Por 66 dias, Porto Alegre se transforma em um território expandido da arte contemporânea. A 14ª Bienal do Mercosul, intitulada “Estalo”, ocupa a capital gaúcha com a força de um gesto que não apenas rompe silêncios, mas provoca deslocamentos — estéticos, sociais e geográficos. São 76 artistas de diversas nacionalidades, exibindo seus trabalhos em 18 espaços pela cidade, alguns deles nunca antes integrados à programação da Bienal. A proposta é clara: arte como transformação.

Mais do que uma exposição, a Bienal assume o papel de mediadora entre mundos. Ao espalhar obras por diferentes regiões — do centro histórico aos bairros periféricos — o evento rompe com o circuito tradicional das artes e propõe novos diálogos entre o centro e a margem, o erudito e o popular, o institucional e o emergente.

Visitando o Espaço Força e Luz, o MARGS, o Farol Santander e a Casa de Cultura Mario Quintana, percebi que a 14ª Bienal do Mercosul expande o próprio conceito de espaço expositivo e questiona: onde começa e onde termina a experiência artística?

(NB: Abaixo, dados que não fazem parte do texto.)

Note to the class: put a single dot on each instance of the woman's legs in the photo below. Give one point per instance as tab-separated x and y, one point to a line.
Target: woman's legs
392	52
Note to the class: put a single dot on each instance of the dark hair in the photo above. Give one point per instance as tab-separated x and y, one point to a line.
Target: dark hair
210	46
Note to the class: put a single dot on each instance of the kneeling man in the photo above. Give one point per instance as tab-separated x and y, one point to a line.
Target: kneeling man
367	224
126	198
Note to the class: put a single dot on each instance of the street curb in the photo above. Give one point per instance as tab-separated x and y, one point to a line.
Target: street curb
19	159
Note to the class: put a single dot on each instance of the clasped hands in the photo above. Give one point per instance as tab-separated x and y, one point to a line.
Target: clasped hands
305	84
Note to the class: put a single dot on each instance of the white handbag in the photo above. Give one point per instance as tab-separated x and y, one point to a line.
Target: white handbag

Lugares icônicos, estreias simbólicas

Entre os locais já consagrados na história da Bienal estão o Farol Santander, o Museu de Arte do Rio Grande do Sul, a Fundação Iberê Camargo e a Usina do Gasômetro — este último reaberto após meses de obras devido às enchentes que atingiram a cidade em maio. Sua volta é simbólica: o espaço ressurge com força renovada, reafirmando sua importância como polo de criação e fruição cultural.

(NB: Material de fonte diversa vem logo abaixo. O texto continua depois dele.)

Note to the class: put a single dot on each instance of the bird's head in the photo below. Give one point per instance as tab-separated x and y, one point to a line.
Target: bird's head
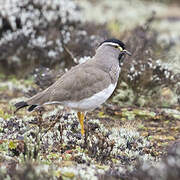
117	47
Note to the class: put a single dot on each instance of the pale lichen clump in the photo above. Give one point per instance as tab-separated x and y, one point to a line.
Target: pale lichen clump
30	139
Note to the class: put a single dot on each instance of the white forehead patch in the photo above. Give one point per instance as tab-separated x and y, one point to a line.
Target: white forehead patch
111	43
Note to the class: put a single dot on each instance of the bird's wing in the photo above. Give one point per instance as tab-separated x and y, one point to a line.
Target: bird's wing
79	83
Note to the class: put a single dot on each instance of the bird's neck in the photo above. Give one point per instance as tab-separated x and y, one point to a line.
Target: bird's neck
106	57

A 14ª edição vai além. Pela primeira vez, a Bienal chega a espaços como a Cinemateca Capitólio, o Museu do Hip Hop, o Pop Center e a Fundação Vera Chaves Barcellos, em Viamão. Além disso, ocupa unidades da Estação Cidadania em bairros como Lomba do Pinheiro e Restinga, reafirmando o compromisso com a democratização do acesso à arte.

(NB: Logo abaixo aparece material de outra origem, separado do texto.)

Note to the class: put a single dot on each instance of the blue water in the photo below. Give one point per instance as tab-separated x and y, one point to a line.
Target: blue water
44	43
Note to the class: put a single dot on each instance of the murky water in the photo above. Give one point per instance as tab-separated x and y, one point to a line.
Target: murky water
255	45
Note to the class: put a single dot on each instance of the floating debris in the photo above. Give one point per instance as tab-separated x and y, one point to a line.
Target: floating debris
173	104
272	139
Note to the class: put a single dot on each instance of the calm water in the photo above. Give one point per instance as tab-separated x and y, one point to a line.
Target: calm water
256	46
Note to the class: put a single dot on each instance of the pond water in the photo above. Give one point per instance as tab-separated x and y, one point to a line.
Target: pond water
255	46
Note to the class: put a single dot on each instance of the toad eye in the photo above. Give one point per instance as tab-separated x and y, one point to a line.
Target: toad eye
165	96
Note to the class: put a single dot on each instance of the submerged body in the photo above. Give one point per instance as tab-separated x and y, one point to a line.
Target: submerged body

Transformação como ponto de partida

“Estalo” é mais do que um nome. É uma ideia em movimento. O tema da transformação perpassa toda a curadoria, propondo um olhar atento às urgências do presente e à potência do encontro entre arte e vida. Há uma aposta nos intercâmbios entre linguagens, culturas e realidades sociais como forma de amplificar vozes e experiências.

Essa edição não se limita a contemplar o que é novo — ela convoca o público a participar de um processo ativo de descoberta, estranhamento e encantamento. Em tempos de incertezas, a Bienal propõe a arte como espaço de escuta e reconfiguração de sentidos.

Internacional e plural

A Bienal do Mercosul é, hoje, um dos eventos mais relevantes do calendário artístico da América Latina. Sua força está justamente na capacidade de se reinventar, de acolher múltiplos olhares e de colocar Porto Alegre no centro do mapa da arte contemporânea. E nesta 14ª edição, essa força se faz presente em cada instalação, em cada performance, em cada deslocamento urbano promovido pela arte.

O público, por sua vez, é convidado não apenas a visitar, mas a viver a Bienal. A cidade inteira se torna um corpo em estado de arte — pulsando, provocando, revelando. Em tempos em que o mundo busca novas formas de conexão e sentido, Porto Alegre responde com um estalo. E ele ecoa longe.

A 14ª Bienal do Mercosul segue até junho. Visitar é imperdível. Compreender, essencial.